Hearing Health Blog

Woman improving her life expectancy by wearing hearing aids and working out is outside on a pier.

Many people just accept hearing loss as a part of aging like gray hair or reading glasses. But a study from Duke-NUS Medical School demonstrates a link between general health and hearing loss.

Communication troubles, depression, and cognitive decline have a higher occurrence in older people with vision or hearing loss. You might have already read about that. But one thing you might not be aware of is that life expectancy can also be affected by hearing loss.

This study shows that those with untreated hearing loss may enjoy “fewer years of life”. And, the likelihood that they will have a hard time performing tasks necessary for daily life almost doubles if the individual has both hearing and vision impairment. It’s both a physical problem and a quality of life issue.

While this may sound like bad news, there is a positive spin: hearing loss, for older adults, can be managed through a variety of methods. Even more significantly, getting tested can help uncover serious health problems and inspire you to pay more attention to staying healthy, which will improve your life expectancy.

Why is Hearing Loss Connected With Poor Health?

Research undoubtedly reveals a link but the exact cause and effect isn’t well known.

Researchers at Johns Hopkins note that older adults with hearing loss tended to have other issues, {includingsuch as} high rates of smoking, increased heart disease, and stroke.

When you know what the causes of hearing loss are, these findings make more sense. Countless instances of tinnitus and hearing loss are tied to heart disease since high blood pressure impacts the blood vessels in the ear canal. When you have shrunken blood vessels – which can be due to smoking – the body has to work harder to push the blood through which results in high blood pressure. High blood pressure in older adults with hearing impairment often causes them to hear a whooshing noise in their ears.

Hearing loss has also been connected to Alzheimer’s disease, dementia, and other forms of cognitive decline.

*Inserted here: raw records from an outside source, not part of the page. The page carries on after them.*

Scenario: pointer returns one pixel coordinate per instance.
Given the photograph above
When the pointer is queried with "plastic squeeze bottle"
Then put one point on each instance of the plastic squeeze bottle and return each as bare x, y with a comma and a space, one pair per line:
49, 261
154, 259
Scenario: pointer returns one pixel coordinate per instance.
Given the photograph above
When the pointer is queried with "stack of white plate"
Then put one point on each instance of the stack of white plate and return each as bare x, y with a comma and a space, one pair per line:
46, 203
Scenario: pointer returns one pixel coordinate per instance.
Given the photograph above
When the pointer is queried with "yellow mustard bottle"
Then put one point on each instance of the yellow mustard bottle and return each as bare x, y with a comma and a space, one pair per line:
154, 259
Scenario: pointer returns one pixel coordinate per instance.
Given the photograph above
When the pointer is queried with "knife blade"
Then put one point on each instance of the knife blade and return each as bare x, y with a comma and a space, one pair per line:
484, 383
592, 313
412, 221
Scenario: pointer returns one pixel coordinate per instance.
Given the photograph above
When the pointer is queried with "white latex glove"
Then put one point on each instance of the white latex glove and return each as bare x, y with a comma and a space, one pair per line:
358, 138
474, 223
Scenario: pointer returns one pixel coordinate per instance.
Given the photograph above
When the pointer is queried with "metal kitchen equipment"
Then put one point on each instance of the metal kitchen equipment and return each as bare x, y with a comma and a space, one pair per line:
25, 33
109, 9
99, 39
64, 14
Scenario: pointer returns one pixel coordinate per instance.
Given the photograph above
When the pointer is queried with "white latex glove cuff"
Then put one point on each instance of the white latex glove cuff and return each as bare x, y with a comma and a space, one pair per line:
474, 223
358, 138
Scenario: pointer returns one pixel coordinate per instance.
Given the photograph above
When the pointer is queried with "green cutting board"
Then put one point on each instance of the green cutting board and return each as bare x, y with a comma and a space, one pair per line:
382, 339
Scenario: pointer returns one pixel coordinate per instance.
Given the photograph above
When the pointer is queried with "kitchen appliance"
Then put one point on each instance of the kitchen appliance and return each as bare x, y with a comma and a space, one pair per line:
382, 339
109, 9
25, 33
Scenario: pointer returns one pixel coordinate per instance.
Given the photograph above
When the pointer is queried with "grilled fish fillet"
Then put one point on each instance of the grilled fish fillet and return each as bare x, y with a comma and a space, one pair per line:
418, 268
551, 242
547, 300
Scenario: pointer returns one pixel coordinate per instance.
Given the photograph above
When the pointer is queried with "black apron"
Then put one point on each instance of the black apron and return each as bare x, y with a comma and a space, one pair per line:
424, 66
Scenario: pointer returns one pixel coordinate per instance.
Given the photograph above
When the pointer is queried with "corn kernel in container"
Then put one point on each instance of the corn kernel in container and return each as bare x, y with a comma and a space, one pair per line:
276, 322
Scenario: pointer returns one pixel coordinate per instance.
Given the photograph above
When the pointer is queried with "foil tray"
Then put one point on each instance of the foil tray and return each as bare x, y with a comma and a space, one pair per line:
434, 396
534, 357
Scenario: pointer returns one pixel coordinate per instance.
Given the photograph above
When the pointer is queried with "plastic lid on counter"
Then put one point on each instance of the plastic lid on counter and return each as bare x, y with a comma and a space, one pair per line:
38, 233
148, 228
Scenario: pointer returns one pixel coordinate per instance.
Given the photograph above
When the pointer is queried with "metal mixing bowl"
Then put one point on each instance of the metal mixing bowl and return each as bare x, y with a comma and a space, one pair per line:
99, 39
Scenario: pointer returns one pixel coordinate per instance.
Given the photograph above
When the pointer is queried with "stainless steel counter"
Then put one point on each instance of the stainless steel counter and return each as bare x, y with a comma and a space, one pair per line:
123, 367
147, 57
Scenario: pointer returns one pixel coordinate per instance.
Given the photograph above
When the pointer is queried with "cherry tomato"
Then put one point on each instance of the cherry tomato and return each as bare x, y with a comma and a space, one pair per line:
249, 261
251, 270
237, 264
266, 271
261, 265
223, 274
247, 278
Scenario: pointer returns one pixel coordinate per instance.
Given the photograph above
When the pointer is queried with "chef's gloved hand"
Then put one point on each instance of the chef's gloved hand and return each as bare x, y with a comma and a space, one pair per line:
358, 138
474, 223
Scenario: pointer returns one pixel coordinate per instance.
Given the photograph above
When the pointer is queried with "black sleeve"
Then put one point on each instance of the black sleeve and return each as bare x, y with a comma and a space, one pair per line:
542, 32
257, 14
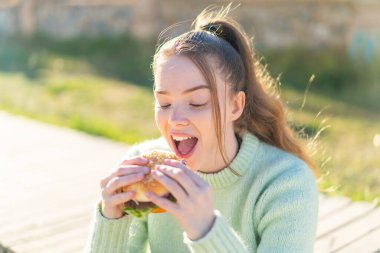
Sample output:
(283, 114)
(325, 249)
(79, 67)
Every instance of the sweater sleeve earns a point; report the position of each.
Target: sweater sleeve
(123, 235)
(220, 239)
(287, 213)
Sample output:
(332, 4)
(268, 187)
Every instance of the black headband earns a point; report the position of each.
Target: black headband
(222, 32)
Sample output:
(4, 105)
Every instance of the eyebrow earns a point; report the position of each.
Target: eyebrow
(186, 91)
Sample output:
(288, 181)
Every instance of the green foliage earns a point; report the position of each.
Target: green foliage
(104, 87)
(336, 73)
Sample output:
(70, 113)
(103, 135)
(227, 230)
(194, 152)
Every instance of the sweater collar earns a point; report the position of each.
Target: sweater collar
(239, 164)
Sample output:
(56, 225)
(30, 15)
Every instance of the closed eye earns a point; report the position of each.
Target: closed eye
(163, 106)
(198, 105)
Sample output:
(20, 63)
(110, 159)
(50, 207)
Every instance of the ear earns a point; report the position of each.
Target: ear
(237, 106)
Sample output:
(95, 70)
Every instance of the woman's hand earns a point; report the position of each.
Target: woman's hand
(194, 209)
(128, 172)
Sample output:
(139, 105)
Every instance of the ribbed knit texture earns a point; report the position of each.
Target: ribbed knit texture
(271, 207)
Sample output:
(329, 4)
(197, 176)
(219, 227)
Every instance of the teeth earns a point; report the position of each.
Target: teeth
(181, 138)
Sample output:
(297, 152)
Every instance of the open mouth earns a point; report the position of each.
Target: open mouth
(184, 146)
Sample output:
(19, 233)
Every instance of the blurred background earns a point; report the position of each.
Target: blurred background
(85, 64)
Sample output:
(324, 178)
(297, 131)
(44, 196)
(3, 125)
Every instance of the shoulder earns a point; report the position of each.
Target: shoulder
(147, 146)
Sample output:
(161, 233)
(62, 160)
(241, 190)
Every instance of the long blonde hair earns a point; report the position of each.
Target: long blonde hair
(215, 35)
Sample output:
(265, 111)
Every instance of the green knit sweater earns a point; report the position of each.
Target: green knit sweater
(271, 208)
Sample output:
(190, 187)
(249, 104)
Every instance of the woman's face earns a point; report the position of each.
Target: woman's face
(184, 114)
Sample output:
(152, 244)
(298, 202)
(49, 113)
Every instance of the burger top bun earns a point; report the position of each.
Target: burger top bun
(148, 183)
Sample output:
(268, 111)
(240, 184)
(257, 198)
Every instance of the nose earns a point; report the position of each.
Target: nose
(178, 118)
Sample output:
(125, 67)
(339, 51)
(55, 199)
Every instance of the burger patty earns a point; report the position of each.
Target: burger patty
(132, 204)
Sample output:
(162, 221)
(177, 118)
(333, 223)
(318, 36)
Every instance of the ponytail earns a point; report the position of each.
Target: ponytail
(217, 35)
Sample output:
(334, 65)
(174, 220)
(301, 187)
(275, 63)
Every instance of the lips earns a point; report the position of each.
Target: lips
(184, 144)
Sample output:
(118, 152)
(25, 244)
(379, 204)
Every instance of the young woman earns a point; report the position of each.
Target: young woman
(247, 185)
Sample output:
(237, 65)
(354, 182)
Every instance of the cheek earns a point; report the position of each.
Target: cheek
(161, 119)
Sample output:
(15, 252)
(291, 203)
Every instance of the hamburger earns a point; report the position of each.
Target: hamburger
(140, 206)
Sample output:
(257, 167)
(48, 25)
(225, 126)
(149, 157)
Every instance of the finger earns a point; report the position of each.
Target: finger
(164, 203)
(118, 182)
(135, 160)
(120, 198)
(197, 179)
(123, 170)
(171, 185)
(180, 176)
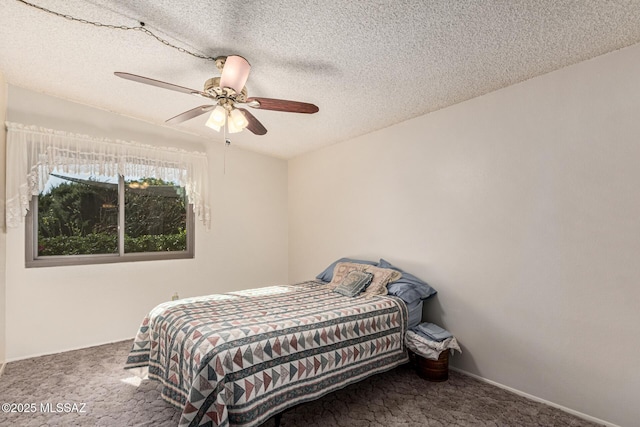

There are a number of reasons for the two to be linked according to health professionals and hearing experts: for one, the brain has to work harder to differentiate words in a conversation, which leaves less mental capacity to actually process the words or do anything else. In other circumstances, difficulty communicating causes people with hearing loss to socialize less. There can be an extreme affect on a person’s mental health from social separation resulting in anxiety and depression.

How Older Adults Can Treat Hearing Loss

Older adults have a number of options for managing hearing loss, but as the studies reveal, it is smart to deal with these concerns early before they affect your overall health.

Hearing aids are one form of treatment that can be very effective in fighting your hearing loss. There are numerous different styles of hearing aids available, including small, discreet models that connect with Bluetooth technology. In addition, hearing aid technology has been improving basic quality-of-life issues. For instance, they filter out background noise a lot better than older designs and can be connected to computers, cell phones, and TV’s to allow for better hearing during the entertainment.

Older adults can also visit a nutritionist or consult with their physician about changes to their diet to help prevent further hearing loss. There are links between iron deficiency anemia and hearing loss, for example, which can usually be treated by adding more iron into your diet. Changes to your diet could also positively affect other health issues, leading to an overall more healthy lifestyle.